Mi-mandat et repli sur la politique intérieure
Après la triple reculade de janvier, février, et l’impasse sur les deux crises internationales non résolues, Trump vient de prononcer un discours sur l’état de l’Union qui ressemblait fort à un appel électoral. Il a les yeux rivés sur le scrutin de novembre, ces élections de mi-mandat qui, comme le veut la tradition, sont perdues d’avance par le parti présidentiel. Un charcutage électoral est déjà en cours dans certains « swing states ». Trump veut aussi modifier les conditions du vote, imposer des papiers d’identité, voir des permis de conduire, pour éliminer une partie des votants issus de la communauté latino.
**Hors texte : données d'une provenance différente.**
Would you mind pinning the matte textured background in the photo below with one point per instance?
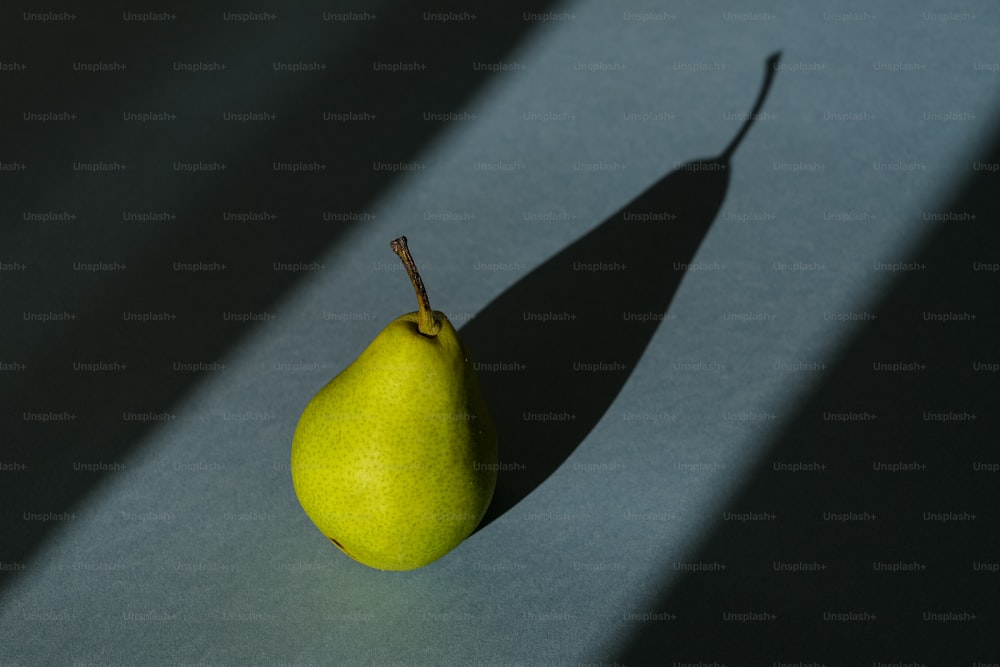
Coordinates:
(746, 413)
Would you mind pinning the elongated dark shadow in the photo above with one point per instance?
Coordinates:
(598, 301)
(879, 493)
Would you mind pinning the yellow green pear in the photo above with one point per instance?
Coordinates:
(395, 459)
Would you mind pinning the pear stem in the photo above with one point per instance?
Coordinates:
(426, 322)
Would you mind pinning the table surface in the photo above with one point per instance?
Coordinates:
(768, 441)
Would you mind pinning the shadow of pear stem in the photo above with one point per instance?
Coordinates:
(556, 348)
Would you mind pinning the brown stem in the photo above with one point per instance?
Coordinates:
(426, 323)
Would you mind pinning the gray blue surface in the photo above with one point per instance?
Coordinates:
(195, 551)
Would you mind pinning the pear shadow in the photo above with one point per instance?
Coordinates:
(548, 330)
(891, 524)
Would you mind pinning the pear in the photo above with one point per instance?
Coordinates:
(395, 459)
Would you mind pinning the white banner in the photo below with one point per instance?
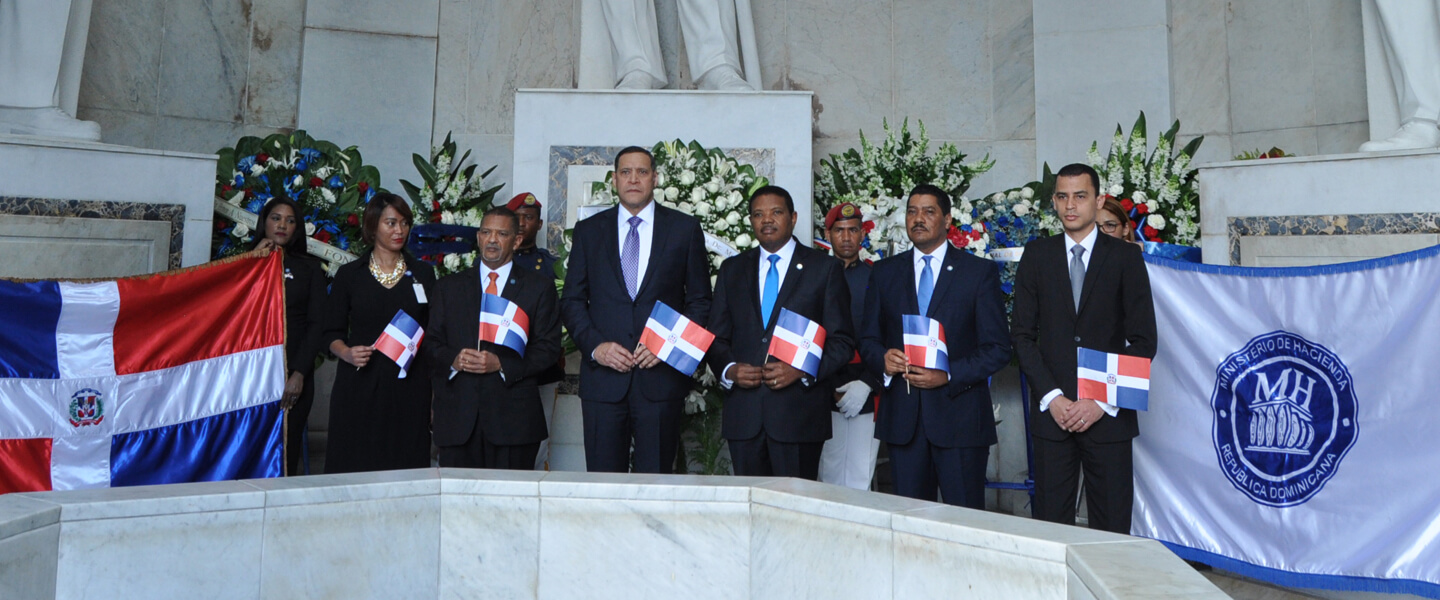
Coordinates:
(1293, 430)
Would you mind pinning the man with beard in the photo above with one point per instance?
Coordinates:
(938, 425)
(487, 406)
(776, 417)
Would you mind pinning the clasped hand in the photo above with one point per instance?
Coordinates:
(617, 357)
(925, 379)
(477, 361)
(1074, 415)
(775, 376)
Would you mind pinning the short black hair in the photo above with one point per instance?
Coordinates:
(503, 212)
(634, 150)
(772, 190)
(1080, 169)
(925, 189)
(376, 206)
(297, 242)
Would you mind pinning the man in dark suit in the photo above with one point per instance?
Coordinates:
(776, 417)
(1080, 289)
(848, 458)
(936, 426)
(487, 403)
(624, 261)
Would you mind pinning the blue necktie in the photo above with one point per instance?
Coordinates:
(772, 288)
(630, 258)
(926, 287)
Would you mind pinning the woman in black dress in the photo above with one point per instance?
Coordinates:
(282, 229)
(378, 419)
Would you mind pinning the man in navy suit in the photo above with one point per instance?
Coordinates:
(938, 426)
(1080, 289)
(487, 410)
(776, 417)
(624, 261)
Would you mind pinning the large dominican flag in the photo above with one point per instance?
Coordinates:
(925, 343)
(160, 379)
(1293, 432)
(1113, 379)
(676, 340)
(798, 341)
(503, 323)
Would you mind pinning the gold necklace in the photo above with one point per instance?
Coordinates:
(388, 279)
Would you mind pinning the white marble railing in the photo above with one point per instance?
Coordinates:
(470, 534)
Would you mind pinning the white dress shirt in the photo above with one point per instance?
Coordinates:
(500, 281)
(781, 266)
(1085, 258)
(647, 233)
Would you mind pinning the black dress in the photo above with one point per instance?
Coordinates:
(378, 420)
(304, 304)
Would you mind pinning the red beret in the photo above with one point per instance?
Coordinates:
(526, 199)
(844, 210)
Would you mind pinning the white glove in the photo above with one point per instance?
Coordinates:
(854, 397)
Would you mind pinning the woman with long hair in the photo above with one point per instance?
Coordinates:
(282, 229)
(379, 416)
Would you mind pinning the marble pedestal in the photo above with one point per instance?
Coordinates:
(490, 534)
(569, 137)
(1314, 210)
(72, 209)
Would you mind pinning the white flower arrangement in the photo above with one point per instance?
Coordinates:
(879, 179)
(1155, 187)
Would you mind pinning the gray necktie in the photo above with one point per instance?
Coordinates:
(1076, 272)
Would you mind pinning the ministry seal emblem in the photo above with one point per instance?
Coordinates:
(1285, 417)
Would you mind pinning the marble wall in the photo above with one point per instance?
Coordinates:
(462, 534)
(192, 75)
(1256, 74)
(1247, 74)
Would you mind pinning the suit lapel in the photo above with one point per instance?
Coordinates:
(658, 233)
(1092, 272)
(611, 243)
(792, 279)
(912, 300)
(942, 282)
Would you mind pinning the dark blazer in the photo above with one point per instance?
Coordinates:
(596, 307)
(507, 407)
(968, 304)
(304, 304)
(1116, 315)
(857, 278)
(814, 288)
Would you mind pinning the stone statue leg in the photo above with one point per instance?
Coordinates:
(32, 46)
(712, 43)
(635, 38)
(1411, 39)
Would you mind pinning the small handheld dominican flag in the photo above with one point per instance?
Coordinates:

Un recentrage de la présidence Trump sur la politique intérieure apparaîtra peut-être comme un repli après les foucades intempestives des premières heures. Si l’on considère le projet Trump comme une révolution conservatrice radicale, visant à briser l’ordre international, à défaire l’État de droit aux États-Unis, une comparaison avec l’ultime séquence de la période révolutionnaire française, très précisément l’époque Thermidor – chute de Robespierre, fin de la Terreur – pourrait fournir une clé pour interpréter la seconde partie du mandat Trump. La Convention thermidorienne a débouché en effet sur un régime bourgeois conservateur menant au Directoire.
Bien sûr, l’hypothèse d’un recentrage n’est qu’une piste. Trump peut encore se cacher une nouvelle fois dans le brouillard de la guerre en lançant ses forces sur l’Iran des mollahs pour faire diversion et prendre le risque de perdre encore davantage le soutien de sa base électorale MAGA. Dans cette hypothèse, l’ouragan Trump n’aura été qu’une pure entreprise de démolition idéologique au service d’une ploutocratie.